La Cour d’appel de la Colombie-Britannique s’est récemment prononcée à l’effet que les experts en structures assument, envers le propriétaire d’un bâtiment, une obligation de diligence prima facie aux termes de laquelle ils doivent s’assurer que le bâtiment en question ne souffre d’aucun vice ou autre défaut susceptible de compromettre la santé ou la sécurité de ses occupants.
Au cours de l’année 2017, 113407 B.C. Ltd. a confié à DB Services of Victoria Inc. (DB) le mandat de concevoir et d’ériger un immeuble résidentiel de 11 étages au cœur de la municipalité de Langford, en Colombie-Britannique. DB, à son tour, a retenu les services de la firme Sorenson Trilogy Engineering Ltd. (STE), pour agir à titre d’ingénieur en structure. La Cour a souligné que même si STE ne disposait pas de l’expertise lui permettant de fournir des services d’ingénierie structurelle en regard d’un immeuble de cette envergure, elle avait néanmoins entrepris de le faire.
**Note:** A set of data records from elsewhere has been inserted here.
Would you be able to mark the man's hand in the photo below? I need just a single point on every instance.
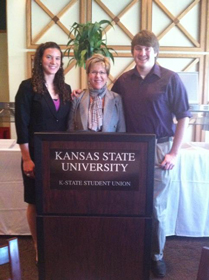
(169, 162)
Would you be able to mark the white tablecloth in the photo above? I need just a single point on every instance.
(188, 211)
(12, 207)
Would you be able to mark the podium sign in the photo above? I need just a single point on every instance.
(94, 205)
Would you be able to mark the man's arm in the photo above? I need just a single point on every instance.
(170, 159)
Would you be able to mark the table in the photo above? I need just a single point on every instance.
(12, 207)
(188, 206)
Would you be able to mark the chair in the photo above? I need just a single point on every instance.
(9, 253)
(203, 270)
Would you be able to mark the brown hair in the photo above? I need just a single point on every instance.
(96, 58)
(145, 38)
(38, 80)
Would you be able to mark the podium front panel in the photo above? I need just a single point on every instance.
(94, 248)
(94, 173)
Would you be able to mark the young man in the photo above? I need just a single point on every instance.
(152, 96)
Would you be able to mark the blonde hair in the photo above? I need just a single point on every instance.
(98, 58)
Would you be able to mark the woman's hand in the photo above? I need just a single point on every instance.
(75, 93)
(29, 168)
(28, 164)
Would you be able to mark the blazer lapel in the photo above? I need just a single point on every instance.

Une fois le bâtiment construit, d’importantes faiblesses structurelles furent découvertes, et la municipalité de Langford révoqua le permis d’occupation qu’elle avait octroyé. Dans l’intervalle, la société de portefeuille qui était propriétaire de l’immeuble avait été vendue à Centurion Apartment Properties (Centurion). Or cette dernière, qui souhaitait recouvrer les pertes associées aux coût des réparations nécessaires, entreprit de poursuivre DB et STE pour négligence et bris de contrat.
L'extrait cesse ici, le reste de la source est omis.